During that transition, Dr. Oester said he read a book, When Breath Becomes Air, written by neurosurgeon Paul Kalanithi, who at age 36 was diagnosed with stage IV lung cancer. Kalanithi died while in the process of completing the book.

The book and Dosher’s effort to go smoke-free was a revelation for Dr. Oester.

“I told myself, if I get lung cancer I’m going to be so upset,” he said.

Being a nurse is York’s second career. When she found herself inside the OR exposed to smoke on a daily basis, she saw a need for change.

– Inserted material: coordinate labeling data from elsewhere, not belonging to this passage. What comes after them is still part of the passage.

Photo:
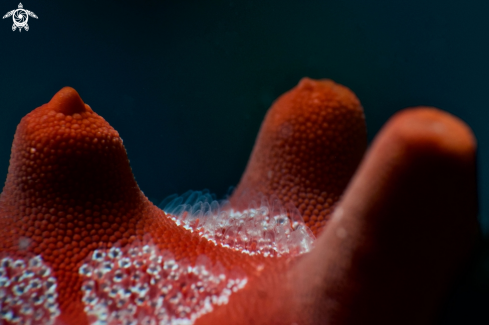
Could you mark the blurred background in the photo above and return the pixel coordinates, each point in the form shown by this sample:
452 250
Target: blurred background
187 83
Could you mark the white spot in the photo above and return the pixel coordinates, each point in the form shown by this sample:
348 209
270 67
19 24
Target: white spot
338 213
267 229
144 284
26 296
341 233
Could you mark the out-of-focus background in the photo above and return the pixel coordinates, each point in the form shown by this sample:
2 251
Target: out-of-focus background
187 83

Sometimes there are five to 10 hospital workers inside the OR with the ventilation system distributing the smoke all across the room, exposing everyone inside.

“I’m kind of a rock-turner,” said York. “I look for things that need to be better.”

Siemers credits York’s leadership for making the change.

“You have to have someone like Kim to make it happen,” said Siemers. “She quarterbacked this all the way through to make it happen.”

York said she is pleased hospital administrators and trustees gave their blessing to move forward with the project.

Recent legislation introduced in California will try to make all hospital operating rooms in that state smoke-free. It is something Siemers said he’d like to see in North Carolina.

“I absolutely feel that OSHA (Occupational Safety and Health Administration) or the state should make sure they have standards in place for hospitals to operate,” said Siemers. “They do it for everything else. I think it should be a state law.”